The next day, the neonatologist came in, and again, he was vague. We asked him what he thought was wrong and he mentioned dwarfism—she may be a little person. Immediately, I thought to myself, ‘So she’s going to be small? No big deal! We can handle this.’ But we could tell there was something else he wasn’t telling us. We pushed a little further, and that’s when he mentioned Jeune syndrome. We then did the worst thing you can do when getting a possible diagnosis—Googled it. He informed us they wanted to run some more tests, and he wanted to get us set up with a geneticist friend of his as soon as he could. When he left the room, we lost it. I have seen my husband cry maybe twice in our whole marriage, and this was one of those times. Thinking of losing our brand new, perfect baby girl, thoughts of how to tell our kids, what life looked like, everything—it was OVERWHELMING.
At this point, my anxiety was out of control. I wasn’t sleeping or eating because I was so stressed. It was the scariest thing I’ve ever been through. I immediately started researching all the dwarfisms. The possible Jeune syndrome diagnosis wasn’t making sense to me.
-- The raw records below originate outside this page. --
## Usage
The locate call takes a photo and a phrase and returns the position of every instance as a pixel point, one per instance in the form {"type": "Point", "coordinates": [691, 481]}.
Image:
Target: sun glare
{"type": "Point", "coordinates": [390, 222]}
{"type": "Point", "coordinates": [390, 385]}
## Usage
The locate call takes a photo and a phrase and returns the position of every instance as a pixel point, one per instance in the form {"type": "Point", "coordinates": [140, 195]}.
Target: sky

From everything I was reading, these babies were born with breathing issues. But Sutton was perfect! She didn’t even have to go to the NICU! That’s when I stumbled across achondroplasia. I lay there, looking for successful, thriving people living their lives, and it brought me a small sense of peace. We were very open with our family and our kids from the beginning. We just explained to them Sutton was a little different than us and we weren’t sure what it meant yet, but once we did, we would let them know. Our geneticist appointment was scheduled for her 1-month birthday. A couple of days before, I had a bad feeling about this appointment, so I called to make sure they had us on the books. Well, they didn’t!
I spoke with the geneticist at this time and he asked how she was doing and said he would see us at the appointment IF she made it until then. I was APPALLED. You’re telling me you think my daughter is critical enough you don’t think she’ll make it to one month old, but you’re waiting a month to see her?! That doesn’t even make sense. Fast forward to the appointment—she was alive and thriving. We walked in, sat down, and I asked if it was possible she had achondroplasia immediately. He informed me we would get there. He then walked through our medical history, kids’ medical histories, and asked if we were related multiple times. He was talking through the diagnosis and he had a book on the table comparing the two. A BOOK. As this appointment went on, I just got more and more frustrated.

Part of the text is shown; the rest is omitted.